Tuesday, November 4, 2014

Bowling Out Hostile Takeover

Mergers and acquisitions is a way for companies to grow, establish and gain entry into new markets. They can be categorized as either friendly or hostile. A hostile takeover occurs when a company gains control over a targeted company without the consent from either the board of directors or the management of the target company. Instead the aim of the acquirer is to persuade and charm the shareholders of the targeted company to sell their stock. In order to prevent a hostile takeover, many companies protect themselves by implementing various strategies and mechanisms. Some of the commonly used hostile takeover strategies are as follows:
Poison Pill: Poison pill is one of the most used and controversial defense strategy used. It is also commonly referred as shareholders rights. The logic behind the pill is to dilute the targeting company’s stocks in the company so much that bidder never manages to achieve an important part of the company without the consensus of the board and thus loses both time and money on their investment. Its features can be categorized as acquisition cost enhances and force the bidding company to pay more for the stocks and in return makes the targeted company less attractive.
Golden parachute as a defence strategy is a special and lucrative package, which aims to stagger and make hostile takeovers more expensive by distributing what is usually a lump sum payment to the board of directors of the target company. A golden parachute measure discourages an unwanted takeover by offering lucrative benefits to the current top executives, who may lose their job if their company is taken over by another firm. Benefits written into the executive’s contract include items such as stock options, bonuses, liberal severance pay and so on. Golden parachutes can be worth millions of dollars and can cost the acquiring firm a lot of money and therefore act as a strong deterrent to proceeding with their takeover bid.
White knight: In this case, the targeted firm seeks for a friendly firm which can acquire a majority stake in the company and is therefore called a white knight.

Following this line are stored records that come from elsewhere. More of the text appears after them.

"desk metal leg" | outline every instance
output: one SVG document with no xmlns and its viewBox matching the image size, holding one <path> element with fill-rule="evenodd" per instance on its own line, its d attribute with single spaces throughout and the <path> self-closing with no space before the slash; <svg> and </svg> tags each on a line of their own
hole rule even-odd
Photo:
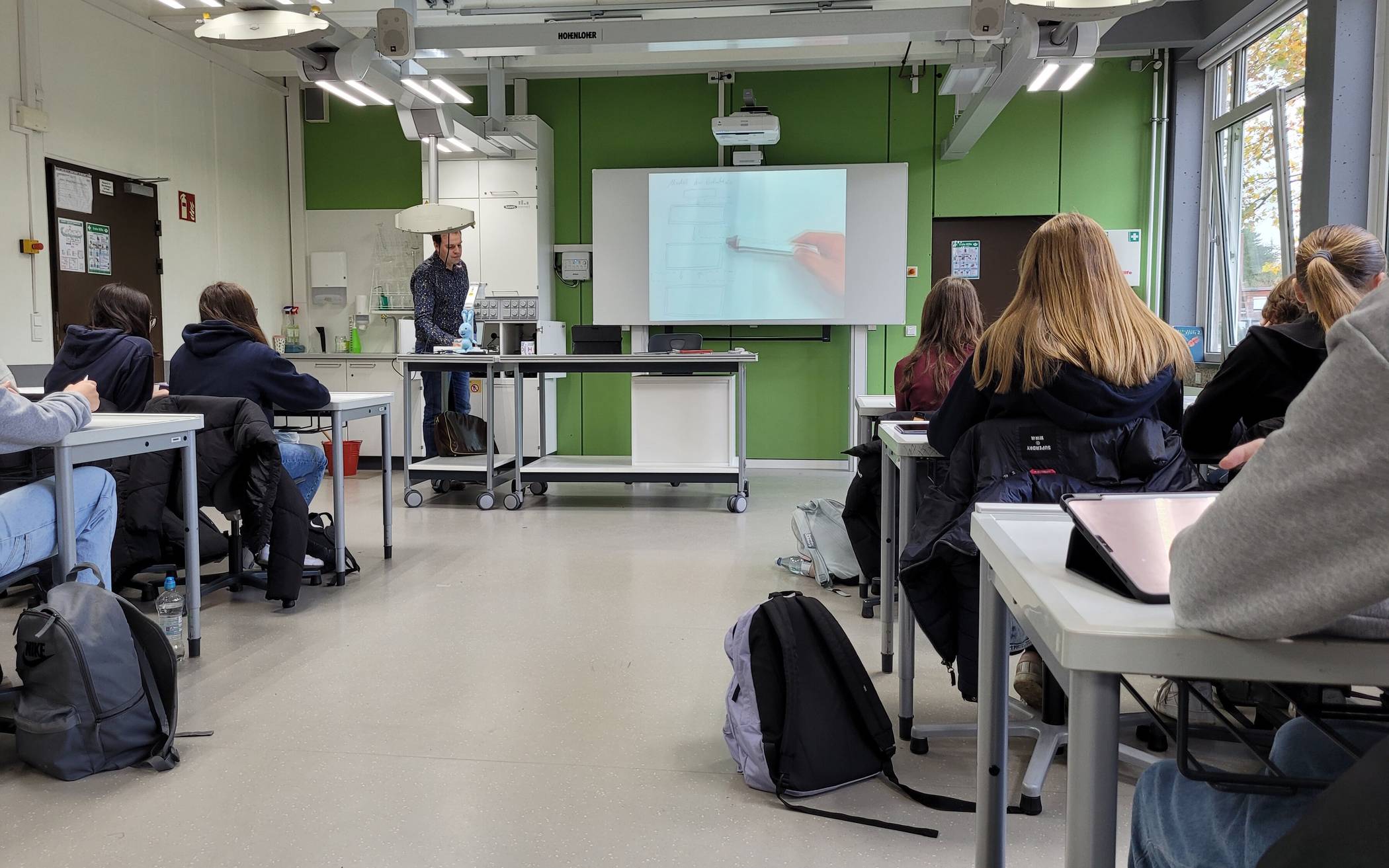
<svg viewBox="0 0 1389 868">
<path fill-rule="evenodd" d="M 72 572 L 72 565 L 78 562 L 78 514 L 76 500 L 72 494 L 72 453 L 65 446 L 53 450 L 53 481 L 58 532 L 57 581 L 64 582 Z M 194 503 L 197 501 L 194 500 Z M 101 576 L 101 581 L 110 582 L 111 576 Z"/>
<path fill-rule="evenodd" d="M 1004 822 L 1008 812 L 1008 608 L 993 587 L 993 568 L 983 558 L 979 558 L 976 756 L 974 864 L 975 868 L 1003 868 Z M 1110 857 L 1113 856 L 1111 849 Z"/>
<path fill-rule="evenodd" d="M 897 539 L 893 576 L 901 572 L 901 550 L 911 537 L 911 522 L 917 518 L 917 460 L 903 458 L 897 475 Z M 914 708 L 914 683 L 917 675 L 917 618 L 907 603 L 907 592 L 901 582 L 893 585 L 900 590 L 897 599 L 897 737 L 911 739 L 911 717 Z"/>
<path fill-rule="evenodd" d="M 407 381 L 408 382 L 408 381 Z M 390 404 L 381 414 L 381 536 L 386 546 L 386 560 L 390 560 Z"/>
<path fill-rule="evenodd" d="M 1120 774 L 1120 678 L 1071 672 L 1071 737 L 1065 771 L 1065 864 L 1114 864 Z"/>
<path fill-rule="evenodd" d="M 882 575 L 878 579 L 878 615 L 882 618 L 882 671 L 892 672 L 892 604 L 897 586 L 897 465 L 882 450 Z"/>
<path fill-rule="evenodd" d="M 197 539 L 197 436 L 188 435 L 183 453 L 183 589 L 188 594 L 188 656 L 203 653 L 203 576 Z M 233 551 L 232 557 L 240 557 Z"/>
<path fill-rule="evenodd" d="M 343 487 L 347 485 L 347 474 L 343 468 L 343 414 L 335 410 L 333 419 L 333 585 L 347 583 L 347 510 L 343 508 Z"/>
</svg>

A white knight can be chosen for several reasons such as; friendly intentions, belief of better fit, belief of better synergies, belief of not dismissing employees or historical good relationships. The intention of the white knight strategy is to make sure that the company remains independent but could also be used to play the other two parties against each other to further sweeten the bid.
Pac-man defence: The Pac-man defence tactic is seen as an aggressive defensive tactic and the name comes from the famous videogame with the same name. Using this strategy, the target company fights fire with fire and starts buying shares in the company that has placed the hostile takeover bid. The strategy is in most cases a hard and complicated way to go and is best suited for targets which are larger than the hostile bidder. One incentive to use this strategy is that the target company finds the idea of a combined organization attractive but wants to control the final outcome, and therefore tries to buy the hostile bidder.
Shark repellent:  In this case, the target company makes special amendments to its bylaws that become active only when a takeover attempt is announced. The objective of the special amendment is to make the takeover less attractive to the acquirer. In such a case, the acquirer is termed as the shark and the proposed amendments are repellents that prevent the shark from attacking.
Macroni defence: It is a strategy wherein the target company issues a large number of bonds in the market carrying a peculiar condition, that is, if the company is taken over, the bonds will have to be redeemed at a very high price. High redemption price of the bonds acts as a deterrence and the acquirer may be forced to give up the takeover bid.
Crown Jewels: These are precious assets of the target often termed as Crown Jewels, which attract the raider to bid for the company’s control. On facing a hostile bid the company sells these assets at its own initiative leaving the rest of the company intact and hence removes the incentive for which bid was offered. Instead of selling the assets, the company may also lease them or mortgage them so that the attraction of free assets to the predator is suppressed. By selling these jewels the company removes the inducement that may have caused the bid.

There are several different defence measures one could use to fend off a hostile takeover against a firm that is targeting your company Selection of defence system against a hostile takeover is strategic decision. Careful and advance preparation is necessary to cut off such unfriendly bids. It is also important to remain flexible in responding to changing dynamics of takeover techniques.